Coronel, periodista y de ideas liberales muy arraigadas, es uno de los primeros hombres que empieza a luchar contra la dictadura de Porfirio Díaz desde que dejó la presidencia al cuidado de su compadre el general Manuel González en 1880, para recuperarla nuevamente en 1884 y no dejarla hasta que el movimiento de 1910 lo obligó a renunciar en definitivo a la presidencia. Paulino Martínez, periodista de profesión, desde las páginas de los periódicos que dirigió no dio tregua a su labor de criticar y pedir que Díaz no se reeligiera. De mayo de 1909 hasta el triunfo del movimiento maderista fue uno de los siete miembros del Consejo Ejecutivo del Centro Anti-reeleccionista en el cual fungió como secretario junto con Filomeno Mata, José Vasconcelos y Félix P. Palaviccini. En octubre de 1911 se unió a la revuelta anti-maderista encabezada por los hermanos Vázquez Gómez.
Fue el principal autor del Plan de Tacubaya, el cual exigía al gobierno el cumplimiento inmediato de sus promesas agrarias. En 1912, al perder impulso la revuelta vazquista, se unió al movimiento zapatista. En octubre de 1914 fue designado por Zapata presidente de la Comisión del Ejército Libertador del Sur a la Convención de Aguascalientes, durante la cual debatió para que la Convención aceptase los postulados del Plan de Ayala, atacando a Carranza y votando por la candidatura a la presidencia de Antonio I. Villarreal. Ése mismo año, por causa de decisiones incoherentes y órdenes impositivas del general Eulalio Gutiérrez encargado de la plaza del distrito federal (en un esfuerzo por ejercer su autoridad) dadas a Francisco Villa y Emiliano Zapata, respecto a hacerse cargo de la vigilancia y seguridad de la metrópoli, rebeldes como eran los líderes revolucionarios, se sintieron ofendidos y así toda vez de ponerse al servicio del presidente interino, se entregaron a las rivalidades que pronto tuvieron como resultado, actos de agravio y venganza. Fueron tantas las imprudencias cometidas, tantos los enconos que se suscitaron, que villistas y zapatistas acudieron pronto a maniobras y crímenes entre ellos, siendo una de las primeras víctimas el profesor Paulino Martínez, quién había presidido como lo anotamos, la delegación zapatista a la Convención.

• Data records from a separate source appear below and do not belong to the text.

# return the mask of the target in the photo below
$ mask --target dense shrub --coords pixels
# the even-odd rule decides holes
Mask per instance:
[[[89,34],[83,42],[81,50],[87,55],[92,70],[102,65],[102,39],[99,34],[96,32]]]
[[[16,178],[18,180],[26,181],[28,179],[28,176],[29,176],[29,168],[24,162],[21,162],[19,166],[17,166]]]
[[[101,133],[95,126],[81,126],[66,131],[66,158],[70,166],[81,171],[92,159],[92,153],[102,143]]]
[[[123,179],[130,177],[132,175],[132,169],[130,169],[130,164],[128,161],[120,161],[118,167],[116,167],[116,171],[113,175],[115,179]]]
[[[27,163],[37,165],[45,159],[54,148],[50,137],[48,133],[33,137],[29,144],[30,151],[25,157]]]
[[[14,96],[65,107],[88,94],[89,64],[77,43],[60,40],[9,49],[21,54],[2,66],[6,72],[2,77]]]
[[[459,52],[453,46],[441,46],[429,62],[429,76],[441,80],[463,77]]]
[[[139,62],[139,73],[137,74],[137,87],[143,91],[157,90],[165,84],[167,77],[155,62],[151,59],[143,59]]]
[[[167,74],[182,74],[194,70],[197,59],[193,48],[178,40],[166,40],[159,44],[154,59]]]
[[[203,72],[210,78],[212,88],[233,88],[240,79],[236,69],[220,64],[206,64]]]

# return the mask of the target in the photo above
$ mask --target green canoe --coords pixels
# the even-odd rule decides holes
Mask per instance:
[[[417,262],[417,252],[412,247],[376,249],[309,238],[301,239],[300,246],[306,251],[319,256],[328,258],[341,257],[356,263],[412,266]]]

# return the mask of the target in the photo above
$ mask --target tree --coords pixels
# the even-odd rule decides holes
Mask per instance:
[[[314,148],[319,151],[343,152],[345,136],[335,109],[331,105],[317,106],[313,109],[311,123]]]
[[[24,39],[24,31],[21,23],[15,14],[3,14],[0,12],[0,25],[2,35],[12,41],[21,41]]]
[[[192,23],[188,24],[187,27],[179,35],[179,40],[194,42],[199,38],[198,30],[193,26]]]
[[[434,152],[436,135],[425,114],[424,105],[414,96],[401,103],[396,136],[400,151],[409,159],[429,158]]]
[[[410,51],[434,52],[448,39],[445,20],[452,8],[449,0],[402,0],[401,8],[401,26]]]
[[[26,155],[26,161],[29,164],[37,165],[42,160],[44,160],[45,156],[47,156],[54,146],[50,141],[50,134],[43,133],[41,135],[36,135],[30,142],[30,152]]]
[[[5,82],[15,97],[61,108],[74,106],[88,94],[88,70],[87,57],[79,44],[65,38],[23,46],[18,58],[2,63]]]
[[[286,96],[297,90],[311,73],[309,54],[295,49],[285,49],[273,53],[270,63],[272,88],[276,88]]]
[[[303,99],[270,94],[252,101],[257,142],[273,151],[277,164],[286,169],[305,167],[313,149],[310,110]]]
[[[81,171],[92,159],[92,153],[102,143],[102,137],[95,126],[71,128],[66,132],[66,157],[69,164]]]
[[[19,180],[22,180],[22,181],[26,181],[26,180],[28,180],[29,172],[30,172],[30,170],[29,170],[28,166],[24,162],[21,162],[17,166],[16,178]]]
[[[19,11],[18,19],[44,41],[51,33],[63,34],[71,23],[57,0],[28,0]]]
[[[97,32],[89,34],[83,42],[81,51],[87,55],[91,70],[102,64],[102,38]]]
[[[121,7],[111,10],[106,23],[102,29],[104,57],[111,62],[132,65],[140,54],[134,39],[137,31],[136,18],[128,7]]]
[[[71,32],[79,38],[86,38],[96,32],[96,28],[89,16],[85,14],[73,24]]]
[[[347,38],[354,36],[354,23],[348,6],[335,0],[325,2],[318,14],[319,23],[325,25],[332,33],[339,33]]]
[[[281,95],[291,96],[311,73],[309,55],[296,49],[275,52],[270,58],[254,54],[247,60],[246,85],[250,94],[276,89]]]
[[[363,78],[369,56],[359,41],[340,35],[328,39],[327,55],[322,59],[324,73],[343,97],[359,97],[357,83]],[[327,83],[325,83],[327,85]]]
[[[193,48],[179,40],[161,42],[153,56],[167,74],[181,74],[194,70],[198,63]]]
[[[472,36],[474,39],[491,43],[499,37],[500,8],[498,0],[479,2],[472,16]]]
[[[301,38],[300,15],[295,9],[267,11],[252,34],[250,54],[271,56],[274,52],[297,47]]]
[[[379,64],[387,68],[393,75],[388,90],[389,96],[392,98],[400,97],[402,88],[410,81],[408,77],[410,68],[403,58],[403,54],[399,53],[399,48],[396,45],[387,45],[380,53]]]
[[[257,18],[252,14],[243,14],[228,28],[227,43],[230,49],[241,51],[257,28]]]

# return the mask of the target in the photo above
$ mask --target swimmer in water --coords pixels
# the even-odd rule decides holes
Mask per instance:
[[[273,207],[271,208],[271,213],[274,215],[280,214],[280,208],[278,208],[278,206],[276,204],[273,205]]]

Martínez, dedicado por largos años al periodismo de oposición, no creyó excesivo hacer alguna censura al general Francisco Villa. Sin embargo, el hecho bastó para que los jefes villistas le secuestraran, llevándole al cuartel San Cosme, en donde por orden del general Rodolfo Fierros fue fusilado en la madrugada del 13 de diciembre de 1914. Profundas diferencias entre uno y otro caudillo. Dice el historiador José C. Valades: “a Zapata para unirse a la revolución, no le inspiró, como a Villa, el alma de la aventura y de la pelea. Zapata fue un inspirado de la pobreza; de la pobreza propia y de la pobreza de sus semejantes. Hállase en él un redentorismo, que no es político, ni agrario, ni constitucional; es un redentorismo humano, sin tesis, sino llanamente humano. De ése redentorismo que se funda en creer que es posible hacer el bien al semejante; y del bien al semejante dentro de un criterio rústico que dominaba, centímetro a centímetro, la vida y la historia de Zapata”.